Scompare dalla scena della vita Silvano Cenci, in arte Straccivarius. Perugia Today ne seguì e ne raccontò la triste decadenza. Quando – a suo dire – aggredito da uno sconosciuto nel cuore della notte, piombò a terra, riportando ferite gravissime che lo ridussero in carrozzella. I medici, contattati dall’Inviato Cittadino, sostennero che le sue condizioni mentali gli impedissero di ricordare la dinamica dell’aggressione. Ammesso – a loro dire – che aggressione mai ci sia stata. Al Seppilli, ex Grocco della Pallotta, Silvano mi raccontò i fatti per filo e per segno. E non mi sembrò affatto rincretinito. Straniato sì. E rassegnato a una fine solitaria, in quel di Montecastrilli, dove decisero di portarlo – senza parenti e familiari che potessero occuparsene – a trascorrere un autunno solitario.

Era stato, a suo tempo, un artista: musicista, performer poliedrico e attore, scrittore, poeta. Come tutti i geni… fu incompreso. Si inventò le “declamazioni” (prima del povero Paolo Vinti) che eseguì per i locali della città. Lo presero per pazzo e gli assegnarono perfino una pensione di invalidità, della quale visse fino agli ultimi giorni. Ci scherzava su e se ne faceva beffe. L’omosessualità dichiarata lo isolò dai perbenisti, che nel privato coltivavano vizi ben più deplorevoli. Il diritto di amare fu il suo mantra, che proclamò in musica e in poesia e argomentò all’interno e all’esterno del Fuori di Angelo Pezzana: quel “fronte di liberazione”, spesso inascoltato, quando non dileggiato. Adesso sentiremo dei pianti di coccodrillo tardivi che ne esalteranno la grandezza. Restano memorabili i suoi scritti, compreso quel “Cuore rivelatore”, da Edgar Allan Poe, che fu il suo testamento.

Ho sulla scrivania i suoi libri di poesia, intrisi di ironia, di dolore e dignità.
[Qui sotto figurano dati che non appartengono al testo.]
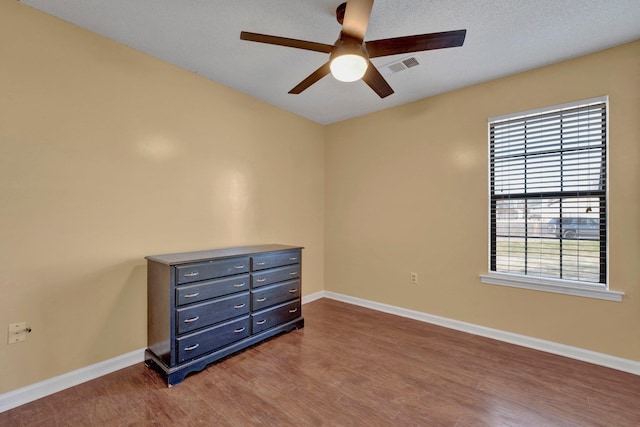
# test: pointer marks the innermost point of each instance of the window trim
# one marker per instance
(561, 286)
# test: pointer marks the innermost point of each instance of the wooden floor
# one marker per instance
(352, 366)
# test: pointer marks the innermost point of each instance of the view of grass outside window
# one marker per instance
(548, 194)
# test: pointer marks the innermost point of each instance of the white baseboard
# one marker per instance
(618, 363)
(44, 388)
(41, 389)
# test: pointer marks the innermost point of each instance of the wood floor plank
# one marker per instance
(351, 366)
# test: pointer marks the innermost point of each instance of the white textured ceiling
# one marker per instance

Di quest’individuo che si definiva “filosofo e monaco tibetano”. La cui scrittura fu apprezzata da Eduardo De Filippo, Vittorio Gassman, Federico Fellini, con cui lavorò ne “Il Casanova”. Ha insegnato “Taologia teatrale applicata” e “tecniche di improvvisazione scenica” presso il Cut di Perugia. Ha orientato, con esempi e consigli, numerosi attori, poi passati al professionismo. Cugino di Mario, chitarrista di Peppino di Capri, Silvano aveva appreso l’arte di suonare chitarra e contrabbasso dal musicista neozelandese William Hoffmeister: con lui e con Franco Caligiani suonò al Cabaret Montmartre di Nizza, accompagnando il cantante perugino Nito Vicini. Ma, per limitarci al jazz, ha lavorato con musicisti del calibro di Harold Bradley e Chet Baker. In teatro è stato al fianco di Giampiero Frondini e Sergio Ragni con la Fontemaggiore in memorabili spettacoli.

Per il teatro ha scritto, nel corso di un ventennio, musiche e testi de “Il Nuovo Vangelo di Straccivarius. Giudizio Universale in tre atti, Prologo ed Epilogo”. Credette in Dio, ma dileggiò i preti, e perfino – lo dissi un’altra volta – l’arcivescovo di Perugia, Ferdinando Lambruschini. Il prelato, letto il suo “Nuovo Vangelo”, ricevette Giorgio in udienza privata e gli disse: “Vedi, figliolo, ciò che scrivi è sicuramente meritorio dal punto di vista artistico ma, se mi vieni a dire che sei il Cristo, allora noi preti che ci stiamo a fare? Tanto vale che ci togliamo la tonaca. Ti devi curare un po’ i nervi…”. Straccivarius rispose, cortese e lapidario: “I ministri di Dio servono per amministrare la parola del Signore”. E girò i tacchi. Questo era Giorgio, in arte Straccivarius. O anche Stracci, come lo chiamavamo con affetto.

Il ricordo più recente risale a un anno fa, quando Silvano venne alla presentazione di Umbria Libri a portare la sua testimonianza sulla mia biografia di Benito Vicini. Più recentemente, ci aiutò in uno degli incontri alla “bettola letteraria” in Sala Miliocchi. Sempre pronto a contribuire coi suoi ricordi e le memorabili “declamazioni”. Belle e generose, come quelle del “compagno” Paolo. Lo hanno portato a morire a Montecastrilli di Terni. Come Benito Vicini. Come le persone che non hanno nessuno. Come gli individui che sanno pensare in grande. Che hanno ali, ma non possono volare perché la società ha così deciso. Ciao, Silvano, ciao, Stracci!